How much should I charge? That’s a question asked by many new entrepreneurs. Charging either too little or too much may produce the same results: difficulty luring customers, poor cash flow and suspicions about the quality of your work.
1. See Who Else Does What You Do
Trade journals and professional organizations often publish baseline rates and fees for national, regional and local markets. Asking other entrepreneurs is also helpful, though some may be justifiably reluctant to discuss their fees with potential competitors. Be sure to learn the story behind these prices. Blindly charging the same as someone else may be inappropriate for your business or customers.
2. Set a Reasonable Starting Point
Many first-time entrepreneurs begin with an hourly rate based in part on what a company would pay someone with comparable skills to do the same kind of work in-house. As you gain experience, you’ll be able to augment your hourly rate with flat per-project fees based on the amount of work, supplies and other resources required.

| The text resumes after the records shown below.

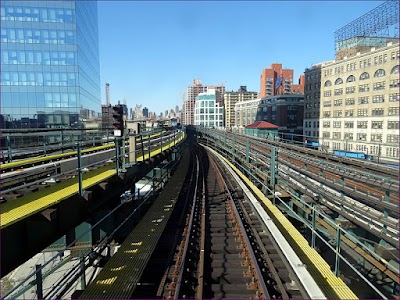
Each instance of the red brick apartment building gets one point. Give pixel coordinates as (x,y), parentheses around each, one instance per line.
(278,81)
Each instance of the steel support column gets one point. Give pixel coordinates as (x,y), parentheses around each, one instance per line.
(80,177)
(272,166)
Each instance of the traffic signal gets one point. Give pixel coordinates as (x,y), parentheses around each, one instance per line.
(118,118)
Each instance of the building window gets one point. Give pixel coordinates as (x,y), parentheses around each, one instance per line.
(378,99)
(337,135)
(362,112)
(348,136)
(393,111)
(350,90)
(380,73)
(337,113)
(395,70)
(394,97)
(363,88)
(377,124)
(362,124)
(394,83)
(364,76)
(392,138)
(393,125)
(337,124)
(361,136)
(363,100)
(338,102)
(338,92)
(338,81)
(349,124)
(326,134)
(378,112)
(326,124)
(378,86)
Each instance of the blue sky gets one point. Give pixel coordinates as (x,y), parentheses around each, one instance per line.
(150,51)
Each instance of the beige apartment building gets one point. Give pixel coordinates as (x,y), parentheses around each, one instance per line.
(359,103)
(245,113)
(231,98)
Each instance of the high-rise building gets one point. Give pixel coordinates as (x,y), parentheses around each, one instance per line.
(208,112)
(192,92)
(138,112)
(145,112)
(278,81)
(285,111)
(49,64)
(312,95)
(231,98)
(360,103)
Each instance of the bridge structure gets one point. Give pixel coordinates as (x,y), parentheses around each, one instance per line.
(345,209)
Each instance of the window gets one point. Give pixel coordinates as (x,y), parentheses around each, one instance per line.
(338,81)
(362,112)
(337,135)
(378,86)
(337,124)
(364,76)
(338,102)
(326,134)
(361,136)
(393,111)
(349,124)
(394,83)
(392,138)
(348,136)
(380,73)
(362,124)
(395,70)
(377,124)
(349,113)
(394,97)
(393,125)
(337,113)
(326,124)
(363,100)
(378,99)
(377,112)
(338,92)
(363,88)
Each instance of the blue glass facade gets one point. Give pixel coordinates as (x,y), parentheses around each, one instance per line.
(50,73)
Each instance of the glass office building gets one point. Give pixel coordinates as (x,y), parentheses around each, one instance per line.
(49,64)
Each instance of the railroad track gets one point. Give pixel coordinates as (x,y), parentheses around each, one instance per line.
(225,251)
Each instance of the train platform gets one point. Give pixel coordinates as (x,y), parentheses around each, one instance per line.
(34,202)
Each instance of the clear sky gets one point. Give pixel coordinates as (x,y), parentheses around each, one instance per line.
(150,51)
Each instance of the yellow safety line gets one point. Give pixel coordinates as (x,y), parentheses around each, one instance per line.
(333,287)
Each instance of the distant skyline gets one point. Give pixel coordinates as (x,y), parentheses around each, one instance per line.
(150,51)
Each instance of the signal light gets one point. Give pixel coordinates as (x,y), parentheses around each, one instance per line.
(118,118)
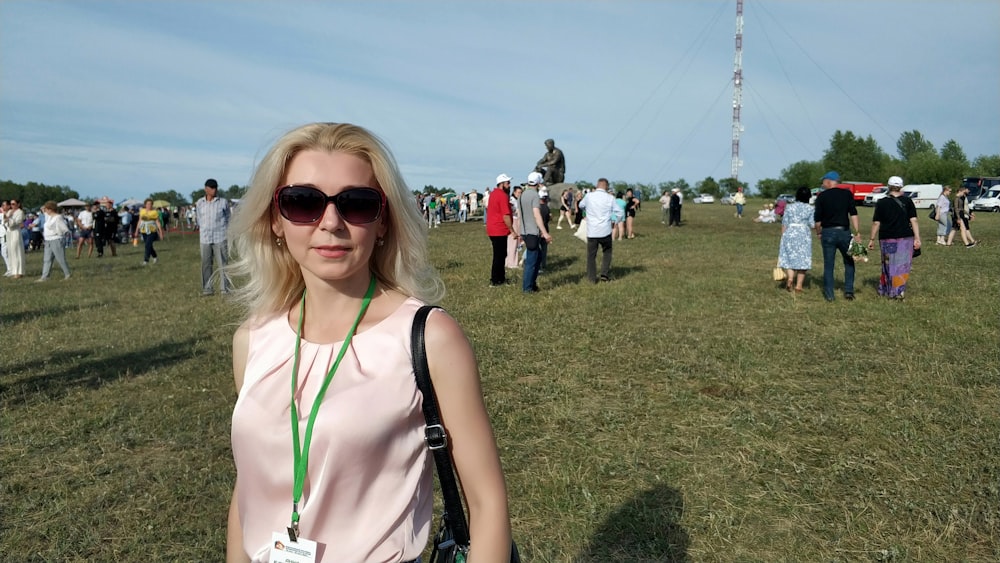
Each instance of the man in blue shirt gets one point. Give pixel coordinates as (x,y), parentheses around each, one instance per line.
(213,220)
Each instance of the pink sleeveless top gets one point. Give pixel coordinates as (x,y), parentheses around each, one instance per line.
(368,493)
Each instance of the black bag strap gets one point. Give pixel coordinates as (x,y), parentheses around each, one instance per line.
(435,434)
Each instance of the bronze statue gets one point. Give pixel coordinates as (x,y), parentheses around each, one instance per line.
(552,165)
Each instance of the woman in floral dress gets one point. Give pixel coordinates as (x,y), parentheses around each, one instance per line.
(795,251)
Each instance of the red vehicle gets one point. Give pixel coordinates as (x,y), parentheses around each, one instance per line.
(860,189)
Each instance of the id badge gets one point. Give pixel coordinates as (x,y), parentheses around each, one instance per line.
(285,551)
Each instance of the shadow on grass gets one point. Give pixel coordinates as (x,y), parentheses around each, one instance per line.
(555,264)
(56,375)
(646,528)
(50,311)
(580,275)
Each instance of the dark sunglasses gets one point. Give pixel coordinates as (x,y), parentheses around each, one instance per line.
(306,204)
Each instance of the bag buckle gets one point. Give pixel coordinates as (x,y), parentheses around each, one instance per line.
(436,437)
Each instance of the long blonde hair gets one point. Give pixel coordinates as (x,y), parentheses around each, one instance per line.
(273,280)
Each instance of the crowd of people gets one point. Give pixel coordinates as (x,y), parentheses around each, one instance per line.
(895,227)
(100,225)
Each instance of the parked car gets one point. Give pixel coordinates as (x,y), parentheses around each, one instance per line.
(876,194)
(924,196)
(990,201)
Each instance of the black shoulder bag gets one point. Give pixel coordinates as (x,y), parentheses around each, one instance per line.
(451,543)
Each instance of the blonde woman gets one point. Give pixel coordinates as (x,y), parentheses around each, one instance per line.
(334,258)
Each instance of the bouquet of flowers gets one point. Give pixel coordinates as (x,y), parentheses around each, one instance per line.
(858,251)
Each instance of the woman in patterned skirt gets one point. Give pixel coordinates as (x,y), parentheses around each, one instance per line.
(895,223)
(795,251)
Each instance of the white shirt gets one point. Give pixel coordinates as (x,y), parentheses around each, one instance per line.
(599,204)
(213,219)
(55,227)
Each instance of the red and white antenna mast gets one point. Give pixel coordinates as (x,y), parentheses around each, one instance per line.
(738,90)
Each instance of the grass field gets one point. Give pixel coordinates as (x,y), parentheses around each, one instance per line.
(687,411)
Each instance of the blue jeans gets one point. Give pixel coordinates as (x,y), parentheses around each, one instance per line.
(220,253)
(529,281)
(147,240)
(833,240)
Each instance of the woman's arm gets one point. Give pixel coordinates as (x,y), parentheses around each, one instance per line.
(455,375)
(234,530)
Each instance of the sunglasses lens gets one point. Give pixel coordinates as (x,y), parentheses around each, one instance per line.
(359,205)
(301,204)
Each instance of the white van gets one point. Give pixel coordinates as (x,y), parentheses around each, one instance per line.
(924,196)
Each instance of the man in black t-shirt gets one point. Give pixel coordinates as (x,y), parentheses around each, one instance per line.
(105,227)
(836,217)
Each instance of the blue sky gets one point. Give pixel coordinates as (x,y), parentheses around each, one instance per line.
(128,98)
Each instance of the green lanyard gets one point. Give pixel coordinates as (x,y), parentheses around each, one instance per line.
(300,453)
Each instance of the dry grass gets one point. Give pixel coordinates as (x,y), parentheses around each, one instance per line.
(687,411)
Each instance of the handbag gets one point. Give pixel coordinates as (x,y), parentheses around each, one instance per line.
(451,542)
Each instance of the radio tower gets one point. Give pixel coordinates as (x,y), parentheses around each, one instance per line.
(738,90)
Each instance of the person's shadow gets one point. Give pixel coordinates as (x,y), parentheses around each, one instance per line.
(645,528)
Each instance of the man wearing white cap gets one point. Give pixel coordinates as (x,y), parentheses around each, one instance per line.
(599,205)
(532,231)
(499,225)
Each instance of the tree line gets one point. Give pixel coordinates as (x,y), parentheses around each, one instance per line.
(33,194)
(861,159)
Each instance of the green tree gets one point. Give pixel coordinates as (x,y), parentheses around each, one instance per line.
(951,151)
(912,143)
(33,194)
(853,157)
(708,186)
(233,192)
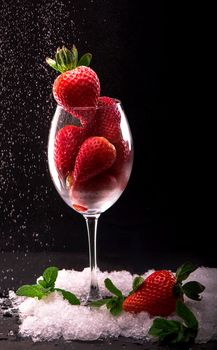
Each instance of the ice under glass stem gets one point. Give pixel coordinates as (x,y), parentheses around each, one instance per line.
(91,222)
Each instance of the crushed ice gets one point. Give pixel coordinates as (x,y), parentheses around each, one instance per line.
(53,317)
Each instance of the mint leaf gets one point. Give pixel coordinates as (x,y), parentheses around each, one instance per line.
(99,303)
(137,282)
(72,299)
(193,289)
(167,330)
(187,315)
(111,287)
(85,60)
(31,291)
(177,290)
(50,276)
(184,271)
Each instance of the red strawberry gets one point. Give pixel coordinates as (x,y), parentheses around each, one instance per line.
(66,146)
(77,85)
(96,154)
(155,295)
(108,119)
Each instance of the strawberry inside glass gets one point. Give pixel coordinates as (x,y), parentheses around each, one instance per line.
(90,150)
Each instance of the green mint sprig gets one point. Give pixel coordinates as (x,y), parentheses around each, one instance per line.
(184,331)
(173,332)
(114,303)
(46,286)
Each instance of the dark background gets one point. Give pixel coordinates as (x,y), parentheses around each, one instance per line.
(137,54)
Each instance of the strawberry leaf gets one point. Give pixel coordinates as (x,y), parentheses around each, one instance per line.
(72,299)
(52,63)
(184,271)
(193,289)
(85,60)
(111,287)
(187,315)
(177,290)
(75,56)
(31,291)
(116,309)
(137,282)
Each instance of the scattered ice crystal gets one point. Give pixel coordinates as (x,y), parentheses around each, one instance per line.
(53,317)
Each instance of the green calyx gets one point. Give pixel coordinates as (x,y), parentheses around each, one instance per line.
(66,59)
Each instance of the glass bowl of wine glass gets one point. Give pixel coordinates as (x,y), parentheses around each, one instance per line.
(90,157)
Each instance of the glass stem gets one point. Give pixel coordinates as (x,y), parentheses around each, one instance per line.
(91,222)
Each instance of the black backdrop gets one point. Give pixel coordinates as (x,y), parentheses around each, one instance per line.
(130,47)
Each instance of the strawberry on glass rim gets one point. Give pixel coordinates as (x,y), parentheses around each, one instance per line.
(90,148)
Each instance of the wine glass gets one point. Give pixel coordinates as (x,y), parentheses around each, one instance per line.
(88,189)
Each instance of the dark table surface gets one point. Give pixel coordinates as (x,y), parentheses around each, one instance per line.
(18,268)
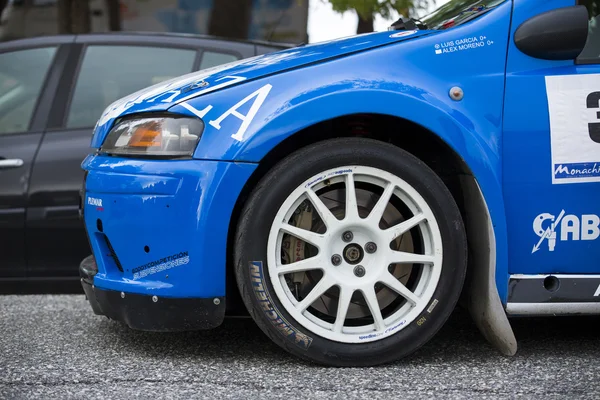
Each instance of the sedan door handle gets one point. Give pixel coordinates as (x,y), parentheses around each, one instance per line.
(11,163)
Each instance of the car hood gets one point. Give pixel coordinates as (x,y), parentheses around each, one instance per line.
(164,95)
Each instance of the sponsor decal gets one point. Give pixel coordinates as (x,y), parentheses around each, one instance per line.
(160,265)
(270,310)
(92,201)
(462,44)
(564,227)
(574,110)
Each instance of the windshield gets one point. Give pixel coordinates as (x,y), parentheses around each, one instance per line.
(457,12)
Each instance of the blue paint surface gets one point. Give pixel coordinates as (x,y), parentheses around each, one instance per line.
(500,129)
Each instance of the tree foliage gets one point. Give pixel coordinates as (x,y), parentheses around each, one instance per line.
(367,9)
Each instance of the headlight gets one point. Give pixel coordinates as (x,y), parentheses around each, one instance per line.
(157,136)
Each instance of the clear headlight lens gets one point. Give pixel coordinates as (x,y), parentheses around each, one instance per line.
(157,136)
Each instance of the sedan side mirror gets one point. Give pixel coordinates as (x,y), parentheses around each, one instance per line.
(554,35)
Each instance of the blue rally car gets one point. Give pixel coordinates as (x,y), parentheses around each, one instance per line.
(348,193)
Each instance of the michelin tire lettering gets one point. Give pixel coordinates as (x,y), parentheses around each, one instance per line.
(270,310)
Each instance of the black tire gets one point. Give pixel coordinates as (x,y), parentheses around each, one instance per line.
(255,224)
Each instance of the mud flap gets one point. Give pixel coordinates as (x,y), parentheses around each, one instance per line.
(483,300)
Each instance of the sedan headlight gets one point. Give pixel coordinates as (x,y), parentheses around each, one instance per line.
(156,136)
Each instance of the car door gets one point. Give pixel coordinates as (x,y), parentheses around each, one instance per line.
(551,148)
(102,73)
(27,73)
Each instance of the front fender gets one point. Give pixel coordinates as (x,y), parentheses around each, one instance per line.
(282,105)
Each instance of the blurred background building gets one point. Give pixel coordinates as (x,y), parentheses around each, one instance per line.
(273,20)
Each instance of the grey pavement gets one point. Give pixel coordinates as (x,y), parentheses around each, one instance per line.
(53,347)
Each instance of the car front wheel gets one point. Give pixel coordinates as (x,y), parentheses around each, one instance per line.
(350,252)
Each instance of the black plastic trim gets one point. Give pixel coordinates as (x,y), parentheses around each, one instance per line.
(554,289)
(166,314)
(559,34)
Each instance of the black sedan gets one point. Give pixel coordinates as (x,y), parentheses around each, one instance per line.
(52,91)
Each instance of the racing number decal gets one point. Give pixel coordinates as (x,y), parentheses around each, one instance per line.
(593,101)
(574,111)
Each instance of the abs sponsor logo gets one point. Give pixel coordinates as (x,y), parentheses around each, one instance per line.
(553,229)
(160,265)
(277,320)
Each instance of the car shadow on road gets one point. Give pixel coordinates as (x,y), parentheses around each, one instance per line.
(458,341)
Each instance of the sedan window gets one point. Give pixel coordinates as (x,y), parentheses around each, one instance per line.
(22,75)
(111,72)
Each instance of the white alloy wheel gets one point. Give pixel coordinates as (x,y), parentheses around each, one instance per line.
(353,259)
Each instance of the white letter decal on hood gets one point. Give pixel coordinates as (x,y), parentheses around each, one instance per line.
(261,95)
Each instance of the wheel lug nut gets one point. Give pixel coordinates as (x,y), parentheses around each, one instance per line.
(359,271)
(371,247)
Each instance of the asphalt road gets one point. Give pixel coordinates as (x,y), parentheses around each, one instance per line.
(54,347)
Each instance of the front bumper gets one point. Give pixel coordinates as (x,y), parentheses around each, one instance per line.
(150,313)
(159,229)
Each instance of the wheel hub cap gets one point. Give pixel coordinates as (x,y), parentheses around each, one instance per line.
(353,254)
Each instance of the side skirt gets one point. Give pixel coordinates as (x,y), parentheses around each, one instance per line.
(483,300)
(561,294)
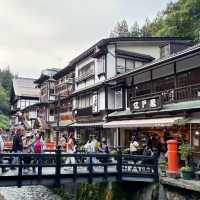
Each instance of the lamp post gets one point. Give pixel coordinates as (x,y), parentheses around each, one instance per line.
(58,121)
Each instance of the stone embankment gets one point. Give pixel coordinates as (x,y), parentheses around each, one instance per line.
(27,193)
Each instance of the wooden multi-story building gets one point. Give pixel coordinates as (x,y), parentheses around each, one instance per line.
(158,98)
(23,95)
(95,97)
(64,87)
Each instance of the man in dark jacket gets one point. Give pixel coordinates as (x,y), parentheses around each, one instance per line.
(17,145)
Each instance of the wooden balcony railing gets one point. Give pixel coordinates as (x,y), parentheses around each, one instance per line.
(191,92)
(84,111)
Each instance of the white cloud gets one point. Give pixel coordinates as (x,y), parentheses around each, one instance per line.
(36,34)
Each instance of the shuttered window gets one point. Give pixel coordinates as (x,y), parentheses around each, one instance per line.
(188,63)
(143,77)
(163,71)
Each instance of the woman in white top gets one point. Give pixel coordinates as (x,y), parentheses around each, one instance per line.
(133,146)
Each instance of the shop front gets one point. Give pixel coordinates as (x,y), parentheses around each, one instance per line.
(84,130)
(143,129)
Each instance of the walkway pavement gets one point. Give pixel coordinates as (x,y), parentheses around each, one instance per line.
(28,193)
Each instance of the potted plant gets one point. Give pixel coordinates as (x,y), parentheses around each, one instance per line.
(187,172)
(162,165)
(185,151)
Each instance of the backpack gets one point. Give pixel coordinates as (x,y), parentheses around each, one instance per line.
(38,147)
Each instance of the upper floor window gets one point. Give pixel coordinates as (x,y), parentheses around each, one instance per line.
(142,89)
(86,70)
(101,65)
(166,83)
(129,94)
(124,65)
(164,50)
(84,101)
(118,98)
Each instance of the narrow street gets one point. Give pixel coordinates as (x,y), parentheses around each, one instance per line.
(28,193)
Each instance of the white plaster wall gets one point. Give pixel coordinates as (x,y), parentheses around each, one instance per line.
(111,71)
(151,50)
(101,99)
(111,99)
(98,64)
(79,66)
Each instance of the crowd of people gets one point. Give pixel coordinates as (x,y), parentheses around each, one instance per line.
(32,142)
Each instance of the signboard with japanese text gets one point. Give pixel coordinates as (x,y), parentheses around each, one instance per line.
(95,103)
(146,104)
(32,114)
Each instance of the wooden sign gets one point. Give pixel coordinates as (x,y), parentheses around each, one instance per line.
(146,103)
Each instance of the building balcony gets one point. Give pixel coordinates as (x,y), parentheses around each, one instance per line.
(84,111)
(51,118)
(85,76)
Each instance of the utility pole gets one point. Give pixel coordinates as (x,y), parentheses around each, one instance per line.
(58,121)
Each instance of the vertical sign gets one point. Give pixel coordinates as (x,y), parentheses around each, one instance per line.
(95,103)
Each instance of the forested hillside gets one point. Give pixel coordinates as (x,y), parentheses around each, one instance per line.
(5,90)
(180,19)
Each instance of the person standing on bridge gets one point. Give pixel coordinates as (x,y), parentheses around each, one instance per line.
(37,150)
(17,145)
(133,145)
(71,148)
(1,149)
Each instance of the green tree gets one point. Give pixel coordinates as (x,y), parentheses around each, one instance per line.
(135,30)
(4,102)
(6,80)
(120,29)
(181,19)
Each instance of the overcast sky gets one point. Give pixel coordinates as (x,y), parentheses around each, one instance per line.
(37,34)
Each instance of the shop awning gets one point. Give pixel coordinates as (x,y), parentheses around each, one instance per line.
(156,122)
(96,124)
(194,121)
(62,124)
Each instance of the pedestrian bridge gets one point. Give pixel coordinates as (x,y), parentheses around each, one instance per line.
(53,170)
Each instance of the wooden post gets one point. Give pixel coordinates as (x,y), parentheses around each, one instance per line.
(19,184)
(74,172)
(58,166)
(90,167)
(119,164)
(39,168)
(156,174)
(106,169)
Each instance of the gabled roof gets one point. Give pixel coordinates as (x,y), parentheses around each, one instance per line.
(46,74)
(62,72)
(154,40)
(25,87)
(157,62)
(134,55)
(102,43)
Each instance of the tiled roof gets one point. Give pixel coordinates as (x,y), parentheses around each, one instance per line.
(25,87)
(180,106)
(171,57)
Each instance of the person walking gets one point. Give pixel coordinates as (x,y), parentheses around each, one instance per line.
(1,149)
(133,145)
(71,145)
(37,150)
(17,146)
(27,145)
(104,149)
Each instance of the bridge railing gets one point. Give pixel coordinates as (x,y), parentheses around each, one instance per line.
(88,165)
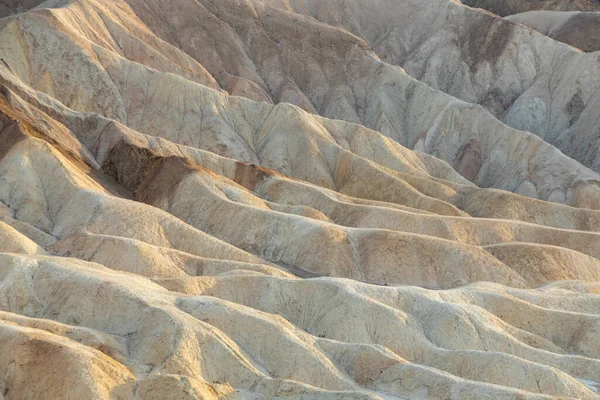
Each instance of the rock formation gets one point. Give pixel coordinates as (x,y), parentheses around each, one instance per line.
(257,199)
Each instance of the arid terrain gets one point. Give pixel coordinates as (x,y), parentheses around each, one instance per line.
(299,199)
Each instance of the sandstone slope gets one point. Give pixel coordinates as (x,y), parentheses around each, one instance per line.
(163,238)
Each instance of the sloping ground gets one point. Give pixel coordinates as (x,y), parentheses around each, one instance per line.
(370,92)
(510,7)
(162,239)
(578,29)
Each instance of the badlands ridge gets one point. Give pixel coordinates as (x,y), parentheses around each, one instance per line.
(297,199)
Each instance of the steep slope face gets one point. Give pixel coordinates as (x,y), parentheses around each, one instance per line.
(578,29)
(510,7)
(163,239)
(525,79)
(369,92)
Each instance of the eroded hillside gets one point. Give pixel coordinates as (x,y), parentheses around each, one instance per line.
(295,199)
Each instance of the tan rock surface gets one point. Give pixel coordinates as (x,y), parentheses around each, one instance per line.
(163,238)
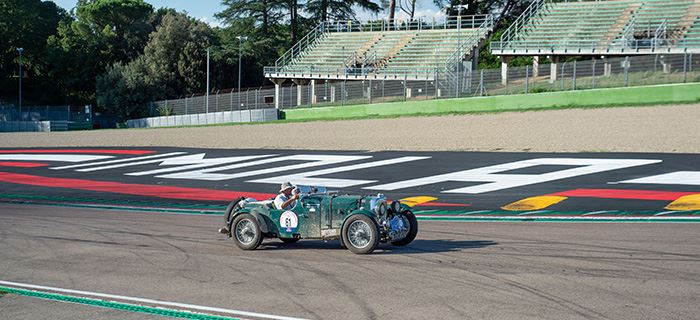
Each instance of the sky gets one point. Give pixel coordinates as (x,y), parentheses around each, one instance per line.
(204,10)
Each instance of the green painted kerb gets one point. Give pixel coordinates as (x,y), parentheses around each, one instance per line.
(113,305)
(642,95)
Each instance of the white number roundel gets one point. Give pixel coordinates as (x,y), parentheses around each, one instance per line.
(289,220)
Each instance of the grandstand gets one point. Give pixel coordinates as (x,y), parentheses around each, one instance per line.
(344,50)
(379,50)
(613,27)
(600,28)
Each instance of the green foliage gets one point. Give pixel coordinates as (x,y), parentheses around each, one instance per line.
(173,63)
(103,32)
(26,24)
(322,10)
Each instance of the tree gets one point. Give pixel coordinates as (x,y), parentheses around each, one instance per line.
(408,7)
(503,10)
(173,63)
(26,24)
(102,33)
(322,10)
(258,14)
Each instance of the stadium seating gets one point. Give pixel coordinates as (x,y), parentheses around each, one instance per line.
(386,53)
(599,26)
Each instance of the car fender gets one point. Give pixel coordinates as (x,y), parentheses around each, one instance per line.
(262,221)
(367,213)
(229,210)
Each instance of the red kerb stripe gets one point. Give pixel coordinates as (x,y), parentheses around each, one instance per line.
(623,194)
(87,151)
(131,189)
(22,164)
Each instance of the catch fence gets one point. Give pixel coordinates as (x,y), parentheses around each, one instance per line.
(455,83)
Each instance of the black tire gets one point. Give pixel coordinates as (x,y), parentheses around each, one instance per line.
(229,211)
(241,237)
(367,227)
(289,240)
(412,231)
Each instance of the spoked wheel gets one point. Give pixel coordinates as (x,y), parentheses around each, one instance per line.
(246,232)
(410,222)
(360,234)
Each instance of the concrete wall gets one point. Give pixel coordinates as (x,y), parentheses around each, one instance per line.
(25,126)
(260,115)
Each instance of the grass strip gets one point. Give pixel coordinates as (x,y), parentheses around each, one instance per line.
(112,305)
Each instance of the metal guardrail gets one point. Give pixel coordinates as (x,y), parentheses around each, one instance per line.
(347,71)
(482,31)
(326,27)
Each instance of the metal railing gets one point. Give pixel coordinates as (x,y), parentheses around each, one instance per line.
(474,38)
(301,45)
(323,28)
(531,11)
(572,75)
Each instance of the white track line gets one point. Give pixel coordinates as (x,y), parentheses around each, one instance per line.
(148,301)
(596,212)
(118,161)
(532,212)
(666,212)
(571,218)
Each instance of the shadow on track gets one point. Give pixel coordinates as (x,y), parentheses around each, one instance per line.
(417,246)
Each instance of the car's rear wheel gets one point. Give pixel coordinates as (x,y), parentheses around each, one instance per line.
(409,220)
(360,234)
(246,231)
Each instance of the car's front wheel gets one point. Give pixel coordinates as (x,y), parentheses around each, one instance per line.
(246,231)
(360,234)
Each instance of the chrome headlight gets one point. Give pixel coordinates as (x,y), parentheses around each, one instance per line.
(395,206)
(380,208)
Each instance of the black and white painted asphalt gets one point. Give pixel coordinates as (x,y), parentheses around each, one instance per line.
(456,181)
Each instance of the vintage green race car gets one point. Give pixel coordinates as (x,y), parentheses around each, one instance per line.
(360,222)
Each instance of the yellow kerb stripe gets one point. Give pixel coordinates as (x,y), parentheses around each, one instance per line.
(534,203)
(689,202)
(412,201)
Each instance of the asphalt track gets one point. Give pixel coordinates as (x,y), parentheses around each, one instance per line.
(150,238)
(537,184)
(453,270)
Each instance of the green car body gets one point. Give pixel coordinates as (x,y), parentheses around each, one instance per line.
(320,215)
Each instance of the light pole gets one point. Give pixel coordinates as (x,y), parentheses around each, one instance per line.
(240,49)
(20,50)
(207,103)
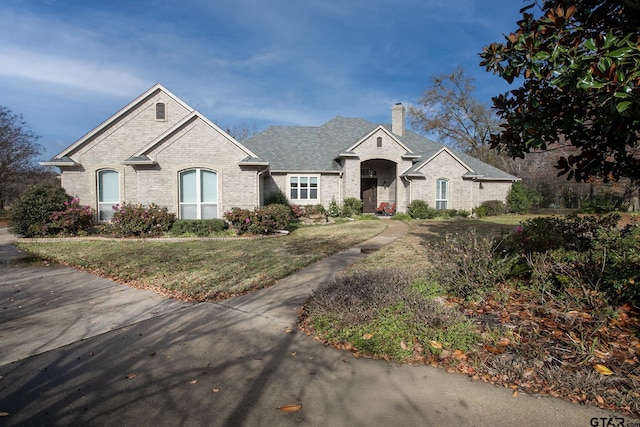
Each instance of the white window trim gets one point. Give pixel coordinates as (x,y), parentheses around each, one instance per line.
(307,200)
(155,111)
(440,200)
(107,204)
(198,201)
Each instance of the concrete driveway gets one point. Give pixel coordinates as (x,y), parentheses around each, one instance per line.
(79,350)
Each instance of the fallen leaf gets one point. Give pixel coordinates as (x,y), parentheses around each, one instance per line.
(459,355)
(290,408)
(602,369)
(601,354)
(504,342)
(493,350)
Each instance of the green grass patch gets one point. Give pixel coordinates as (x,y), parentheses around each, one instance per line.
(206,270)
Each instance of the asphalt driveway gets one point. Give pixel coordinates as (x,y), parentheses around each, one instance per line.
(80,350)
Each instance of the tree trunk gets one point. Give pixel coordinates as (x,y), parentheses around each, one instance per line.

3. Don’t Forget the Extras
Your hourly rate should include a percentage to cover the cost of employer-paid fringe benefits (e.g., Social Security, health insurance), and your overhead costs (e.g., office space, equipment, supplies, vehicles, business development and research time). You may also include a profit percentage for funding capital investments or future growth and surcharges for time-sensitive assignments or those that require specialty work and extra resources.
4. Reward Customer Loyalty
As you develop “regular” customers, consider offering discounts in return for a larger volume of work. Make sure this discount does not cut into your profit margin and that the advantage of staying busy doesn’t limit your ability to attract or serve other customers.
Be sure your customer is aware of your rates and surcharges before doing any work. If the customer wants to negotiate, carefully weigh the pros and cons of a lower fee. Is this a one-time project or the start of a long-term relationship with this customer? Will you still be able to cover your costs of doing business?
6. Keep Your Prices Current
Don’t set your price schedule in stone. Monitor inflation, industry trends and your own costs to preserve your profit and marketability. Some variables that influence your prices may not become apparent until after you’ve been in business for some time.